RANDOLPH COUNTY, N.C. -- Two Randolph County child care centers are concerned their enrollment is dropping.
Tracy Harrell is the director and owner of Randleman Child Enrichment and says they’re down thirty to forty children compared to this time last year.
“We’re low on kids. None of my staff has been on a full-time basis for the last two or three months,” Harrell said.
In Asheboro, Katherine Varner said the same thing. “By the end of this month, I’m going to have to lay off some employees. I don’t want to. It’s the last thing I want to do.” She runs Building Blocks for Tiny Tots.
They said many of their kids’ parents have been on a waiting list for vouchers from the state’s child care subsidy program. They’ve tried to help care for kids and offer the lowest rates they can afford to working parents.
“Day care should be one of the biggest things we have money for so that people can go to work and we don’t have so many people on all the other programs, or unemployment or sitting at home not doing anything. Everyone needs to be doing their part,” Varner said.
The Randolph County Department of Social Services tells FOX8 during the last fiscal year ending on June 30 of this year, the county spent $4,226,050 on the Child Care Subsidy program which served between 900 and 1,000 children per month depending on the month.
DSS Assistant Director and Business Officer Richard Park explained, “Our initial estimate provided to us in February 2015 for this fiscal year that began July 1, 2015 was $4,068,694. We spent that at a rate of 110.37 percent for the first two months waiting on the actual allocation serving an average of over 900 children for those two months.”
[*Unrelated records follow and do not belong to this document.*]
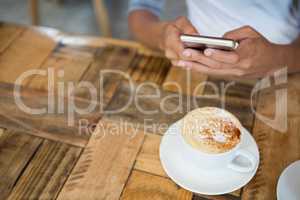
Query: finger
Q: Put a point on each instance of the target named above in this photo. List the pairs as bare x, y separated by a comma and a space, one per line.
210, 71
242, 33
229, 57
198, 56
171, 55
173, 42
185, 26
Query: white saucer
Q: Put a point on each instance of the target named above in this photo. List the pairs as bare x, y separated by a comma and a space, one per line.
289, 183
184, 172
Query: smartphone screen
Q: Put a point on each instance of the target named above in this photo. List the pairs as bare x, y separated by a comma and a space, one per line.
202, 42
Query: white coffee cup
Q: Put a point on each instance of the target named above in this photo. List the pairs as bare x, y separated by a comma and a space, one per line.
228, 159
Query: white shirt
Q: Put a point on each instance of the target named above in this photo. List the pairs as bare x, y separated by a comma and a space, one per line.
272, 18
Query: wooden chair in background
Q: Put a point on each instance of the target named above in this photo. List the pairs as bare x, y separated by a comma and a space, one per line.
100, 10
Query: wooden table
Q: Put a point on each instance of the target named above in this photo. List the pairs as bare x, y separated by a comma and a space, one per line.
41, 156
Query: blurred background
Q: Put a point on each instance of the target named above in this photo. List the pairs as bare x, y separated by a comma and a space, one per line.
91, 17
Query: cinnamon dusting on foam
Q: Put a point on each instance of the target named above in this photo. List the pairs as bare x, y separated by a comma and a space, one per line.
211, 130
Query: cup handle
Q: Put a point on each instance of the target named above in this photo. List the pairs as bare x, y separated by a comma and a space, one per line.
243, 169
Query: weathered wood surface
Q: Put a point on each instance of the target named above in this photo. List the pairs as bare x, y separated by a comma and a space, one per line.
8, 34
47, 172
105, 164
16, 151
185, 81
46, 166
278, 148
27, 52
164, 108
147, 186
53, 126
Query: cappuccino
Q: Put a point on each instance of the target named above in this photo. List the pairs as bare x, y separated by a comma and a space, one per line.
211, 130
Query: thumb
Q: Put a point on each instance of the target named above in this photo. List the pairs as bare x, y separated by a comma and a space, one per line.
186, 26
242, 33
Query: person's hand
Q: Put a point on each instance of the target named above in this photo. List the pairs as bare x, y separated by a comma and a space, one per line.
170, 40
254, 57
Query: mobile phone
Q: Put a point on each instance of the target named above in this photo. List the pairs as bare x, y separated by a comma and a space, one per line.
202, 42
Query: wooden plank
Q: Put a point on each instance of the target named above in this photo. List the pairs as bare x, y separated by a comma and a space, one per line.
113, 58
8, 33
71, 61
47, 172
27, 52
105, 165
149, 68
164, 108
54, 126
185, 81
146, 186
16, 150
148, 158
277, 149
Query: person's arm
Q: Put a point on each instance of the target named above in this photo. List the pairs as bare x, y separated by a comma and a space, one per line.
255, 56
146, 27
291, 54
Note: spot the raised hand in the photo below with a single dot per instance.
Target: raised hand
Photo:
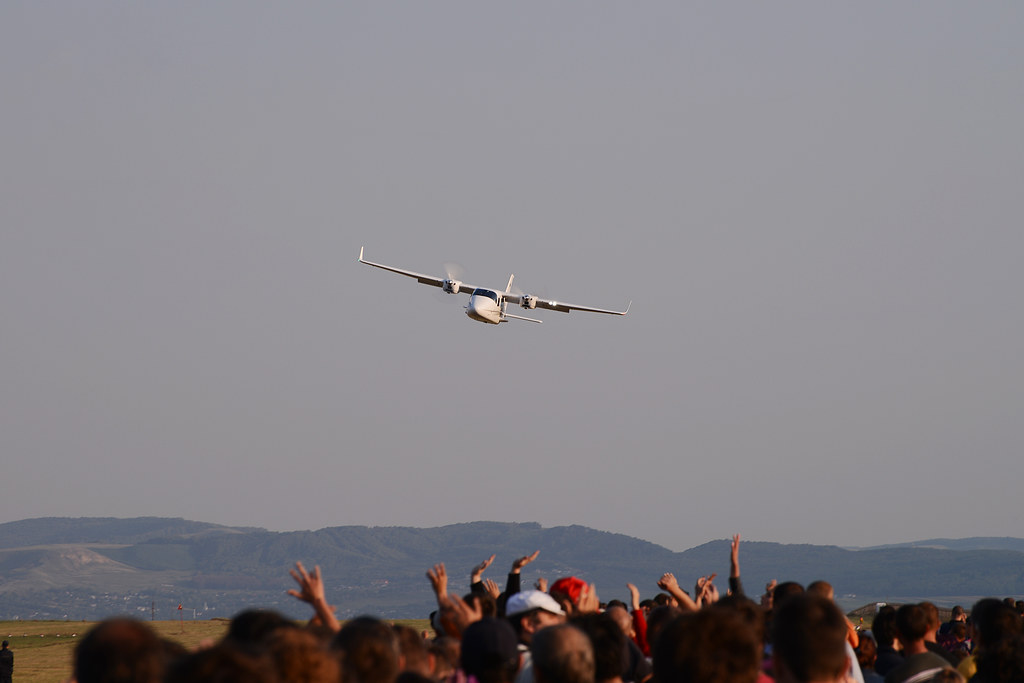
(707, 594)
(311, 591)
(589, 601)
(734, 557)
(438, 580)
(523, 561)
(668, 582)
(634, 597)
(766, 599)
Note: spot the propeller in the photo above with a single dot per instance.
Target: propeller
(454, 270)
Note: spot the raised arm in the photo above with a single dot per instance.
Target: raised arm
(474, 577)
(735, 586)
(639, 621)
(514, 583)
(438, 581)
(311, 591)
(669, 584)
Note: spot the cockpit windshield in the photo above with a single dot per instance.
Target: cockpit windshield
(486, 293)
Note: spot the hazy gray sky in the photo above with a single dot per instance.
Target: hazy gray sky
(815, 208)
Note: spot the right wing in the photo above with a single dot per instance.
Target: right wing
(420, 278)
(527, 301)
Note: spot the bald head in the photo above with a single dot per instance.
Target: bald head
(562, 653)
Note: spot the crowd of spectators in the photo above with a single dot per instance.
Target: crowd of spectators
(564, 634)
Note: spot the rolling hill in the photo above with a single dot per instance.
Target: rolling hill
(93, 567)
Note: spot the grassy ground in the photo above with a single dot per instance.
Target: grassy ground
(43, 649)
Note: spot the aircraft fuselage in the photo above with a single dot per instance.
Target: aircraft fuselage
(484, 306)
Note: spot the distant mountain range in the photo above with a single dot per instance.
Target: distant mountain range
(88, 568)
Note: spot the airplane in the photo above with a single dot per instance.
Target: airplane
(487, 305)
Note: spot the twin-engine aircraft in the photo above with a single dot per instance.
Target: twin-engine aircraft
(486, 305)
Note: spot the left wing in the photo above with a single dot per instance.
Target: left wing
(443, 283)
(529, 302)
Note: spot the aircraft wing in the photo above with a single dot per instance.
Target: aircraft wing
(420, 278)
(528, 301)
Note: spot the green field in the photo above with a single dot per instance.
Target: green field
(43, 649)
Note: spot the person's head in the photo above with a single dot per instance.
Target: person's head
(659, 617)
(444, 654)
(664, 599)
(911, 625)
(809, 640)
(223, 663)
(299, 656)
(713, 645)
(249, 628)
(623, 619)
(482, 600)
(992, 620)
(1003, 660)
(415, 656)
(867, 652)
(489, 651)
(822, 589)
(751, 612)
(567, 589)
(934, 621)
(785, 590)
(370, 650)
(562, 653)
(528, 611)
(610, 651)
(120, 650)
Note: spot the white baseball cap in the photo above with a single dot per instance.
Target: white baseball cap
(527, 600)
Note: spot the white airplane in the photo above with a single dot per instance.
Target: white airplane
(487, 305)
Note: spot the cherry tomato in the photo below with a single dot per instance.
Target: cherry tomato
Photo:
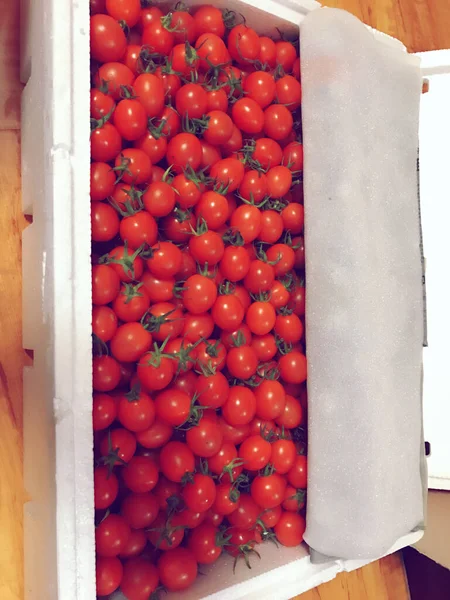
(108, 575)
(256, 452)
(140, 578)
(111, 536)
(140, 510)
(248, 115)
(176, 460)
(290, 529)
(240, 407)
(177, 569)
(106, 488)
(107, 39)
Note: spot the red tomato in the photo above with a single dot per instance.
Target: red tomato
(242, 362)
(158, 38)
(248, 115)
(294, 500)
(119, 444)
(220, 127)
(184, 150)
(176, 459)
(228, 312)
(104, 411)
(140, 510)
(286, 55)
(292, 367)
(260, 86)
(243, 44)
(290, 529)
(283, 455)
(173, 406)
(155, 371)
(292, 415)
(289, 328)
(108, 575)
(106, 488)
(264, 346)
(107, 39)
(136, 411)
(279, 181)
(267, 52)
(134, 166)
(158, 434)
(270, 399)
(199, 294)
(154, 145)
(278, 122)
(177, 569)
(268, 490)
(130, 342)
(246, 514)
(165, 260)
(141, 474)
(260, 277)
(256, 452)
(130, 119)
(104, 322)
(106, 143)
(213, 389)
(293, 156)
(204, 543)
(228, 173)
(199, 492)
(240, 407)
(261, 317)
(289, 92)
(211, 50)
(150, 91)
(116, 75)
(298, 474)
(140, 578)
(205, 438)
(111, 536)
(102, 181)
(209, 19)
(104, 222)
(105, 284)
(192, 100)
(105, 373)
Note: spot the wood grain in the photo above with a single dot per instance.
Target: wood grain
(420, 24)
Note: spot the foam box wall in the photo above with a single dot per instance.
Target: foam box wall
(59, 532)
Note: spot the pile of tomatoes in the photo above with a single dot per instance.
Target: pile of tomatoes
(198, 293)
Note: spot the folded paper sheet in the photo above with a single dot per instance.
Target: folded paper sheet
(364, 288)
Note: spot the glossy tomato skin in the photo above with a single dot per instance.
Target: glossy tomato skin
(176, 459)
(111, 536)
(140, 510)
(141, 474)
(205, 438)
(290, 529)
(107, 39)
(255, 451)
(109, 573)
(199, 493)
(140, 578)
(106, 488)
(177, 569)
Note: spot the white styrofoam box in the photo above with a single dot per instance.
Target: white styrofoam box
(58, 457)
(434, 137)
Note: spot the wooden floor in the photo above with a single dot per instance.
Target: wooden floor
(420, 24)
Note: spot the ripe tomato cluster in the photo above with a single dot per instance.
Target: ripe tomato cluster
(198, 293)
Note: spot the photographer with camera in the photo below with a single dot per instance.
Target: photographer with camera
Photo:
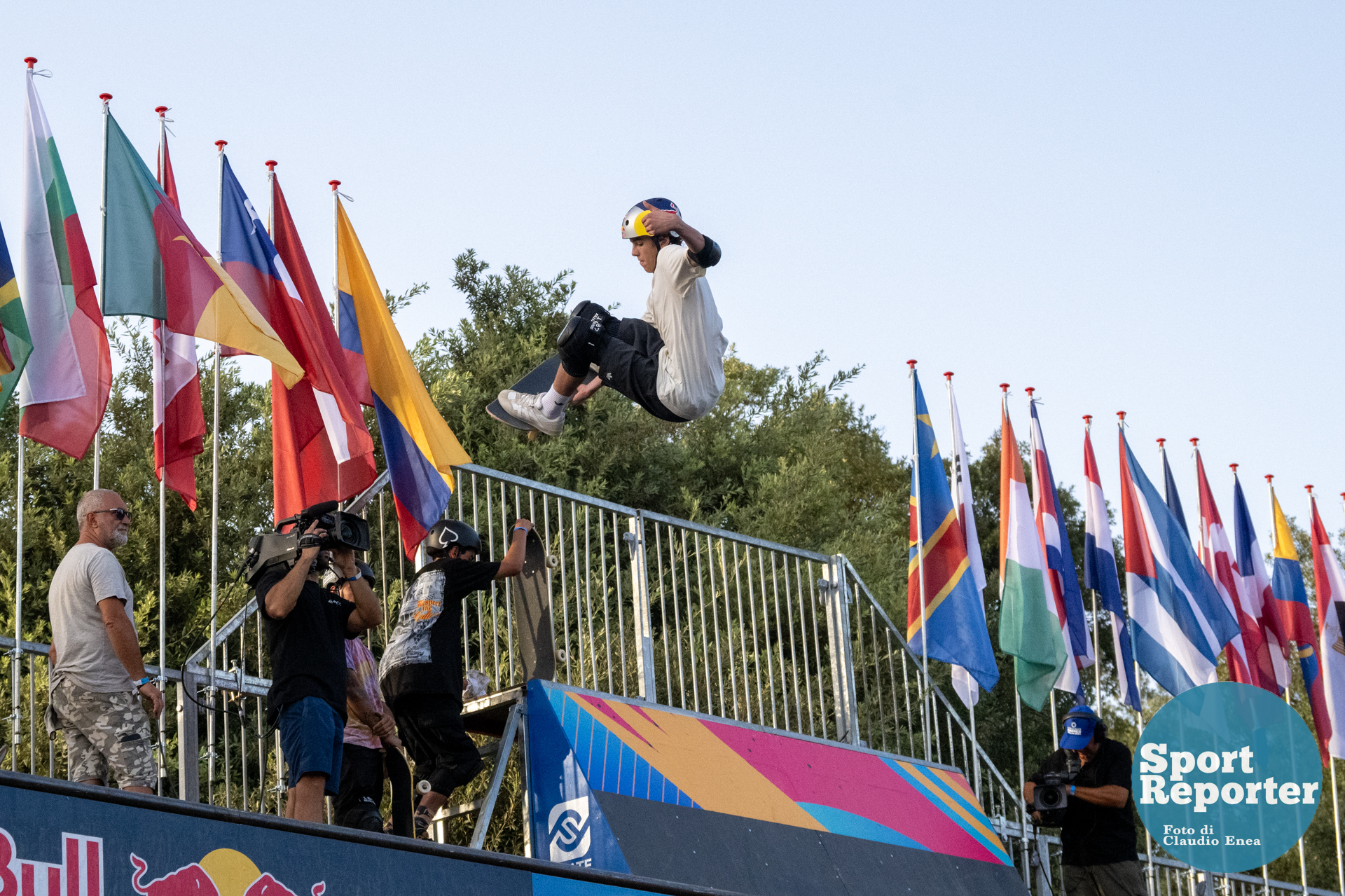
(307, 628)
(422, 665)
(1084, 789)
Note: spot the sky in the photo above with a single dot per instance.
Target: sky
(1129, 207)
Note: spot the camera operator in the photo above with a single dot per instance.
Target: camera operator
(422, 665)
(1098, 830)
(305, 637)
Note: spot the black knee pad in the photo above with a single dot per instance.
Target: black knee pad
(584, 337)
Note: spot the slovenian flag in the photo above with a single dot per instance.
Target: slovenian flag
(1330, 612)
(1292, 603)
(1065, 598)
(1255, 587)
(1101, 574)
(320, 447)
(64, 390)
(953, 627)
(419, 447)
(1180, 623)
(1248, 654)
(156, 268)
(1029, 628)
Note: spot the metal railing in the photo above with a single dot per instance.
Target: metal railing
(642, 606)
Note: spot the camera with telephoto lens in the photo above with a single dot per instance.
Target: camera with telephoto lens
(343, 532)
(1052, 795)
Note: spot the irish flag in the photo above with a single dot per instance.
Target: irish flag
(64, 389)
(153, 267)
(1028, 628)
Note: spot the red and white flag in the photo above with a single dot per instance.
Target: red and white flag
(179, 418)
(1248, 653)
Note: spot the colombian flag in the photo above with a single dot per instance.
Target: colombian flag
(155, 267)
(419, 447)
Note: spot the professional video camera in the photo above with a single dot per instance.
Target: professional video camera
(1052, 795)
(343, 530)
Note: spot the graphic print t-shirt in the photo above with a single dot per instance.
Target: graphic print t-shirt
(425, 653)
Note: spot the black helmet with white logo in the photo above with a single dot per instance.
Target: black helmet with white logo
(451, 533)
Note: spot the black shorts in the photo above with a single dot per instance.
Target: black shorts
(431, 726)
(361, 787)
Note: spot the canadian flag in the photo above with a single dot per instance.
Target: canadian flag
(179, 419)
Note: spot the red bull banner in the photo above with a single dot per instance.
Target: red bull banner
(67, 840)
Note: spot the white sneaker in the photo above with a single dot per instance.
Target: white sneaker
(527, 406)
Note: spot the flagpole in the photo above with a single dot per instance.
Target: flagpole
(102, 261)
(334, 185)
(925, 634)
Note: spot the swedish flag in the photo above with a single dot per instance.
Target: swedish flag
(15, 343)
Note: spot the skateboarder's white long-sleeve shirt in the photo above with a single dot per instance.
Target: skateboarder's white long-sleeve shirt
(681, 307)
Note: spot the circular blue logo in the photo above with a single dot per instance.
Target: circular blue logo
(1227, 777)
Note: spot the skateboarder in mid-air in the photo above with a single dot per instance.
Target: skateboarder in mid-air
(670, 361)
(422, 666)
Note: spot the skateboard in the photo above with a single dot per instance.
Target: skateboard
(533, 612)
(404, 794)
(539, 378)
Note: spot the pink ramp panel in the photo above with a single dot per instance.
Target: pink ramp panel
(752, 773)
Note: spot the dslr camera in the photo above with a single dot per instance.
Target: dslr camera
(1052, 795)
(264, 552)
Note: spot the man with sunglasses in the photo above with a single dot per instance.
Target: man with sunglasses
(97, 672)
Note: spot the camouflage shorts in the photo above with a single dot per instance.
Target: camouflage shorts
(105, 731)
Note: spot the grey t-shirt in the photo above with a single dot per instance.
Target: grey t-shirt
(88, 574)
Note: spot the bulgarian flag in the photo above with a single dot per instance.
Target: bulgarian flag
(153, 267)
(1028, 627)
(65, 387)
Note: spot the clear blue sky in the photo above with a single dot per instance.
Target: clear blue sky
(1129, 207)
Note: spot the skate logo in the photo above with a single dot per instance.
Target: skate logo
(568, 830)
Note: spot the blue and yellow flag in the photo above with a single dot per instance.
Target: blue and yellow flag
(953, 626)
(419, 447)
(15, 342)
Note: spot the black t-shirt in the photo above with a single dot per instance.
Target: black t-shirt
(1096, 834)
(307, 647)
(425, 653)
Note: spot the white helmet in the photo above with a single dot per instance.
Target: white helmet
(633, 225)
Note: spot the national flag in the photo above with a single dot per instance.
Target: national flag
(1330, 614)
(941, 583)
(1171, 495)
(419, 447)
(291, 251)
(1065, 598)
(64, 389)
(322, 450)
(179, 418)
(1248, 654)
(963, 682)
(1180, 623)
(14, 329)
(1255, 586)
(156, 268)
(1101, 574)
(1029, 628)
(1292, 605)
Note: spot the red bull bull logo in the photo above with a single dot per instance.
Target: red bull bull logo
(223, 872)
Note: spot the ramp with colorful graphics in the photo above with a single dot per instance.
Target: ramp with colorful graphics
(624, 786)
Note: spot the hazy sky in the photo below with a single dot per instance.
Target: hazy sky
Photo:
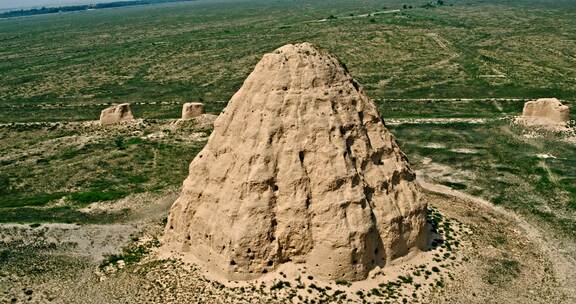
(4, 4)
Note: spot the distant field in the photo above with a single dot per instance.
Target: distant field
(204, 50)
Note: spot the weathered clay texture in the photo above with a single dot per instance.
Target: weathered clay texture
(116, 114)
(300, 168)
(546, 110)
(192, 109)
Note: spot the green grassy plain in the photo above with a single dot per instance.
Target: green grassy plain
(204, 50)
(483, 57)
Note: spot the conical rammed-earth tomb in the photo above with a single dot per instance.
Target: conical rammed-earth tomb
(299, 168)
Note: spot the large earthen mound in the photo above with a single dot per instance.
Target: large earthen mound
(299, 168)
(545, 111)
(116, 114)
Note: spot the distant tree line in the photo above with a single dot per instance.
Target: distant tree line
(76, 8)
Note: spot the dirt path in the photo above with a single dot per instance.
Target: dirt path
(564, 265)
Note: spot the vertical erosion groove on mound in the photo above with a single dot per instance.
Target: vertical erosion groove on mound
(300, 168)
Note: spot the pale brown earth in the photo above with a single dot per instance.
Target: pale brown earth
(545, 112)
(299, 169)
(494, 257)
(116, 114)
(192, 109)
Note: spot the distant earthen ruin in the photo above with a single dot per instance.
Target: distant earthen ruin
(299, 169)
(545, 111)
(116, 114)
(192, 109)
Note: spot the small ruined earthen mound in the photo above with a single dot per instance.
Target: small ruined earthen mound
(116, 114)
(192, 109)
(545, 111)
(300, 168)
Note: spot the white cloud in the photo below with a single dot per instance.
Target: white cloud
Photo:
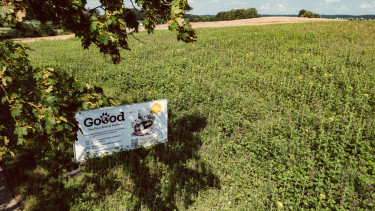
(365, 5)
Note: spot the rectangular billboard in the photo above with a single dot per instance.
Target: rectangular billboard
(125, 127)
Yesterday the county found out they’ll receive $4.36 million this year for the program, more than they spent last year, so they’ll be issuing more vouchers to those eligible.
“After adjustment, the number of children served will be back closer to the 1,000 per month mode,” Park said.
Tracy and Katherine hope that will help drive enrollment up for their businesses.
Park also said the lowest numbers are during the summer months when the children are out of school and the monthly costs are higher. Park added, “We have not reduced services for anyone receiving that remained eligible and are maintaining our spending rate to serve the most children possible with the funds available.”